Making use of sensory aides      

Non-verbal Communication and Sensory Aides

In addition to verbal communication, there are a variety of other sensory tools that can be used to help a child understand what is happening. 

Tactile aides 

Tactile support, specifically in regard to communication is any kind of touch that is used to convey something, such as a handshake. Being clear on the meaning of these physical/tactile cues will help with consistency of communication.  


Touch can be a primary way of providing a sense of security, building positive relationships, and promoting social and emotional development, especially when no common language exists.   

When a child does not understand verbal instruction, a careful touch to the shoulder can help communicate the meaning of “go ahead” or to change direction.   

To show a child around the room, or the way to the bathroom, it is quite helpful to hold the hand of the child and go together. By using a key word repeatedly and going there together, the child can immediately learn this action as a tool. When expressing a need, or wish for help, the child can then in turn take the educator’s hand to take the educator to the place/item in question.  
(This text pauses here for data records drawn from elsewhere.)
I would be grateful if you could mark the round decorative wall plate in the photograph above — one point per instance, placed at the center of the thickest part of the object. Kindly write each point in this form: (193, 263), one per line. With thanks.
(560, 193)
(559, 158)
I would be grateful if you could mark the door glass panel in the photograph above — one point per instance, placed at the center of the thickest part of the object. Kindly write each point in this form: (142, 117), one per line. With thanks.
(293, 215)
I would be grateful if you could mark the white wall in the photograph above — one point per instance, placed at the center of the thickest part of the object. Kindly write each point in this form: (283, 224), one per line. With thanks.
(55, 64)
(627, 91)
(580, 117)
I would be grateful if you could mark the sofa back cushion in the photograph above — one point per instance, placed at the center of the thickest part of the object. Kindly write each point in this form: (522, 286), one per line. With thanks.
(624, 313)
When using tactical support with a child, approach them from the furthest point (i.e. fingertips) and allow the child to guide you as to how much physical interaction the child is comfortable with. Always be sure the child is aware before using tactile support with them.    

In Western culture stroking the child over the head or at least touching the head and face is common behavior. In many cultures, touching the head is extremely impolite. To avoid exposing a child to helplessness and being uncomfortable, begin by simply touching the limbs only.